This month, Pfizer agreed to pay $60 million to settle allegations without admitting wrongdoing that it had long maintained a system of bribing doctors in eight countries to prescribe its drugs. In July, GlaxoSmithKline agreed to pay a record $3 billion in fines and settlements in an agreement that included the corporation pleading guilty to misbranding drugs by publishing misleading medical research and paying influential physicians to promote off-label uses.
Dr. John Santa, a former internist who is director of the Consumer Reports Health Ratings Center, said physicians who take money to allow drugmakers to boost sales through inappropriate means should be held accountable, especially if they work for the manufacturers directly or as highly paid “de facto” employees.

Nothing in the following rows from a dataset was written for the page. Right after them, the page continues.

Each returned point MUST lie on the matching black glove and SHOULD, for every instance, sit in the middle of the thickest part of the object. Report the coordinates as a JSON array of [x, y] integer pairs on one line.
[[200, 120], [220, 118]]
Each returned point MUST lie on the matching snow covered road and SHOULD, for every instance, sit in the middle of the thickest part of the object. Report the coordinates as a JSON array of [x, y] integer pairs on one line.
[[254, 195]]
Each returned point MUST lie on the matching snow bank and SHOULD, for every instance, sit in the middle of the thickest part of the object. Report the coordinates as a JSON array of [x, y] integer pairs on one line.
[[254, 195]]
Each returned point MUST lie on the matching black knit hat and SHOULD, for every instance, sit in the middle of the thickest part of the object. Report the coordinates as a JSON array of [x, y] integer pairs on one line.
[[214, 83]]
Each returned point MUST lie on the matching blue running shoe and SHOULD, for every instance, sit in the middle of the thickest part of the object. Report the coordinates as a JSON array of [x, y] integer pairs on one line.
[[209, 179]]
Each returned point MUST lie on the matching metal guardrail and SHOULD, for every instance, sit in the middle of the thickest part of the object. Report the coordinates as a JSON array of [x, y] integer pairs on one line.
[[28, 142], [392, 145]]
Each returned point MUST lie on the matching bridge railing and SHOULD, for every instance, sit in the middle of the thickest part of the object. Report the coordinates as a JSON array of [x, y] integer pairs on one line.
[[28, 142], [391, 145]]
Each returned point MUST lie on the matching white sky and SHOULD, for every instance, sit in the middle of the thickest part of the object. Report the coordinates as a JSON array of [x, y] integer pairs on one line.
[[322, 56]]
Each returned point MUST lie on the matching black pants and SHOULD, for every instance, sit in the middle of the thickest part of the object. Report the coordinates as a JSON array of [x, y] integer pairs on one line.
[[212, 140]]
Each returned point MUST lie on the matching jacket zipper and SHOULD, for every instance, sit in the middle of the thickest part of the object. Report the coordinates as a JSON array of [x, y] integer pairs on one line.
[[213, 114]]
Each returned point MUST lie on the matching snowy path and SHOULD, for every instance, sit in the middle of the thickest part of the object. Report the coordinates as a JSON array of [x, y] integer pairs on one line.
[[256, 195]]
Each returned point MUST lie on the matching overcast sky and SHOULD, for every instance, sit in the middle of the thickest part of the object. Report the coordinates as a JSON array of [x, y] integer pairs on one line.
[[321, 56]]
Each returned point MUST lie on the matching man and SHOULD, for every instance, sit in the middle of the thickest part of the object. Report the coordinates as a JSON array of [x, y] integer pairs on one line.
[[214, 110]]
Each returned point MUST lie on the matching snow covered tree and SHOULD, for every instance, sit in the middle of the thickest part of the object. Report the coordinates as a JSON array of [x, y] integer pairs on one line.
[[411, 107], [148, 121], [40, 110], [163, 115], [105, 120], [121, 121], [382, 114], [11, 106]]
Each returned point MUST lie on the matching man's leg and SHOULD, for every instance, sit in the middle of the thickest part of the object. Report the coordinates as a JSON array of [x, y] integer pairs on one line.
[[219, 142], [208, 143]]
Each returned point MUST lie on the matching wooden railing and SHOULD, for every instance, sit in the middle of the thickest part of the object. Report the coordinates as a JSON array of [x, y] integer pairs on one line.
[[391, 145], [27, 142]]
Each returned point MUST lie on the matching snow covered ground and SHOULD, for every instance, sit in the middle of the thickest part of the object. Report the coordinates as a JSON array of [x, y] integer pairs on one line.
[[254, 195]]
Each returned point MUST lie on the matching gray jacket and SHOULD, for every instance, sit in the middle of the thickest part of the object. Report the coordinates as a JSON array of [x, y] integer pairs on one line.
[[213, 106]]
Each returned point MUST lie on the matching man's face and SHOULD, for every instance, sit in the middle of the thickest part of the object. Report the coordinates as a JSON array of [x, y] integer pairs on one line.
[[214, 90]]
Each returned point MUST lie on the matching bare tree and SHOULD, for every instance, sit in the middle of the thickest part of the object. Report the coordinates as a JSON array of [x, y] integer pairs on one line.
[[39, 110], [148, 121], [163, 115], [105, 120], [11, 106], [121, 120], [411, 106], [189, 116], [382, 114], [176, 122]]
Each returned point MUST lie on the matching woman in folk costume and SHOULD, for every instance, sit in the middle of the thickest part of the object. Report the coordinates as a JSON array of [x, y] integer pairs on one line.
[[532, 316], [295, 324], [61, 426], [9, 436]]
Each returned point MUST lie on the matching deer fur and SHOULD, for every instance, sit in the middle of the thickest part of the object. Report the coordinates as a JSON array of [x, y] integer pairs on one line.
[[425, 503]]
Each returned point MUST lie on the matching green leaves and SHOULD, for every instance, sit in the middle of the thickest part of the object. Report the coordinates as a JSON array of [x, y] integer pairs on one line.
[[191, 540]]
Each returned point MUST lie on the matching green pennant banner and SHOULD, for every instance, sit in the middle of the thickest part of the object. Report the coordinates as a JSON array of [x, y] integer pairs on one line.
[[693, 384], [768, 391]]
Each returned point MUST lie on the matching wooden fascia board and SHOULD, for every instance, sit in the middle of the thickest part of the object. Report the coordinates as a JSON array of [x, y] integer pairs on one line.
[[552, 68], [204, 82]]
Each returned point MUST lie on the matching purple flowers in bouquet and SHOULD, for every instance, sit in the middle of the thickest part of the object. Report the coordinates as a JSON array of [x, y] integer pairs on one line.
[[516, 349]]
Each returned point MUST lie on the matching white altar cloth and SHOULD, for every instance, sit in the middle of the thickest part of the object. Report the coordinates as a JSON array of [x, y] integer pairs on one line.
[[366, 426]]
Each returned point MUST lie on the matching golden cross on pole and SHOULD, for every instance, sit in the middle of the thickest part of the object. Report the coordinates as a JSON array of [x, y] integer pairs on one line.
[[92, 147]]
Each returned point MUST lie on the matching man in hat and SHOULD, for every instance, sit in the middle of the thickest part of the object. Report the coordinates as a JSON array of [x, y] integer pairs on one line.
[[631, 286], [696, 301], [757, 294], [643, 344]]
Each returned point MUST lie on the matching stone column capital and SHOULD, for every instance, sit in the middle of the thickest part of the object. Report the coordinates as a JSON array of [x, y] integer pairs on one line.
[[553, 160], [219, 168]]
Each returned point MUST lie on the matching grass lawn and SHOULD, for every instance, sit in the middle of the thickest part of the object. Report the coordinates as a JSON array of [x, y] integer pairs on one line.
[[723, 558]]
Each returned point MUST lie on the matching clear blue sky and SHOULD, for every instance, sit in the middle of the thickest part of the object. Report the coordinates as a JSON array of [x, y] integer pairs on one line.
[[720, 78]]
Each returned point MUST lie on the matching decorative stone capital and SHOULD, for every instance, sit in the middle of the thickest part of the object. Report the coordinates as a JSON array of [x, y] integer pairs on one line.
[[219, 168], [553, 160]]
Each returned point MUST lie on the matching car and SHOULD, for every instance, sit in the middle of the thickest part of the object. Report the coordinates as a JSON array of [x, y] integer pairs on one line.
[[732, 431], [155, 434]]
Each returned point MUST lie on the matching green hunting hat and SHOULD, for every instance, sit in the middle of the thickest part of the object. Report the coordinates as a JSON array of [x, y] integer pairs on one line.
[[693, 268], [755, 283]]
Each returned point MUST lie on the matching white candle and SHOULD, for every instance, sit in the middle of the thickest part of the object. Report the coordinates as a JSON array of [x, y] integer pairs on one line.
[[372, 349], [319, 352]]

“It's bad for the profession,” Santa said. “And the profession needs to realize that doctors who do inappropriate things and, as a result, make a lot of money should be held to criminal standards, whether they do it individually or in a company.”
Santa said that even the doctors who lend their influence to a drug company by publicly reciting marketing points ought to share blame when problems with the drugs turn up: “They're doctors that other doctors listen to. And in my mind, that is a (group) that we don't hold accountable. In part, we haven't known who they are. We are going to know who they are now.”
In 2008, HHS' inspector general's office started including requirements in corporate integrity agreements with large drug companies that any and all payments to doctors be publicly disclosed on their websites.
Two years later, a similar requirement was enshrined industrywide in the Patient Protection and Affordable Care Act. Known as the Physician Payments Sunshine Act, the reform provision kicks in March 31, 2013, and will require all drug companies and devicemakers to disclose payments to doctors. Those disclosures will be published online annually, according to the law.
Mary Riordan, a senior counsel to HHS' inspector general's office who has helped write corporate-integrity agreements with several large drug companies, including GSK's in July, said public disclosures may lead to patients questioning their physicians' financial arrangements with drugmakers.
“And sometimes those are perfectly legitimate relationships for a doctor to have with a manufacturer,” Riordan said. “There are other situations where the relationship between the doctor and the manufacturer is suspect.”
Experts say large companies offer much more attractive targets, financially and in the pursuit of the wider goal of changing industry practices. Companies may also be easier to dig up incriminating evidence against, and they may actually tend to want to settle a case faster because the professional damage to a corporation may not be as severe as to an individual doctor.
Riordan acknowledged that she has heard representatives for pharmaceutical companies grouse about the lack of cases filed against doctors when manipulation of medical judgment is alleged.
“My response to that is typically, if there is a doctor you'd like us to look at, give us a name,” she said.
Spokespeople with the American Medical Association and the Pharmaceutical Research and Manufacturers of America did not return requests for interviews.